The Midvale Steel Company manufactured steel parts and was known for casting, forging, and machining high-quality steels, including alloy steels, and precision steel products for a wide array of industries. Their primary business came from work related to railroad and ordnance manufacturing, particularly for the U.S government and for private companies like the Pennsylvania Railroad and Baldwin Locomotive Works in Philadelphia.
The company was established in 1867 in the Nicetown area of Germantown, Philadelphia by English steel-maker William Butcher (circa 1791-1871). Upon his death in 1871, the Butcher Steel Works became the Midvale Steel Works with engineer Wiliam Sellers (1824-1905) as president. They changed their name again in 1880 to the Midvale Steel Company.
In 1875, the company became an important contractor of ordnance for the U.S. government. With the rapid expansion brought about by World War I, the company became the Midvale Steel and Ordnance Company in 1915, and began operating plants in Johnstown and Coatesville, Pennsylvania in addition to their original works in Philadelphia.
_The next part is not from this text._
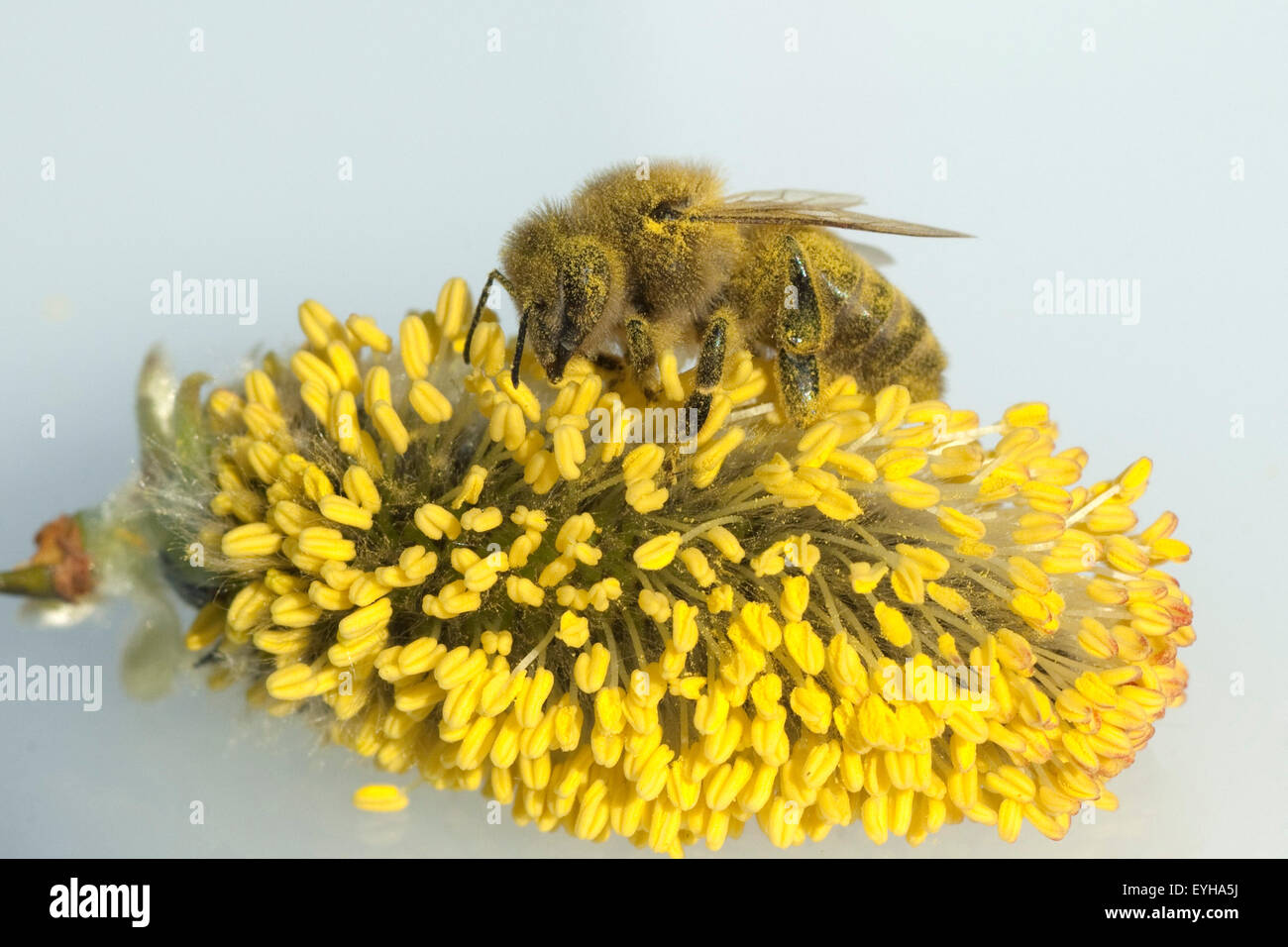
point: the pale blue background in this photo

Midvale also became notable in the 1890s when it began hiring Black employees to work alongside its white labor force, a practice so out of the ordinary among Philadelphia industries at the time that it attracted the attention of sociologist and activist W.E.B Du Bois. In his 1899 work, The Philadelphia Negro: A Social Study, Du Bois wrote:
"The practical exclusion of the Negro from the trades and industries of a great city like Philadelphia is a situation by no means easy to explain...There came some time [at] the Midvale Steel Works [that] a manager whom many dubbed a 'crank'...had a theory that Negroes and whites could work together as mechanics without friction or trouble. In spite of some protest he put his theory into practice, and today any one can see Negro mechanics working in the same gangs with white mechanics without disturbance."
Around the time this photograph was taken, an estimated 4,000 Black workers, out of a labor force of 11,000, were employed at Midvale's Philadelphia plant. Shortly after this photograph was taken, in 1923 , Midvale’s Johnstown and Coatesville plants were acquired by the Bethlehem Steel Company.
The company then operated under the name Midvale Steel Company in its original location in Nicetown until 1955, when it merged with the Heppenstall Steel Company to become Midvale-Heppenstall Company. The Nicetown plant in Philadelphia closed in 1976.
This collection has not been digitized. However, our Digital Archive does included digitized material from Hagley Library's Midvale Steel Company plant album (Accession 1974.362) and our collection of Midvale Steel and Ordnance Company motion picture films (Accession 1970.034).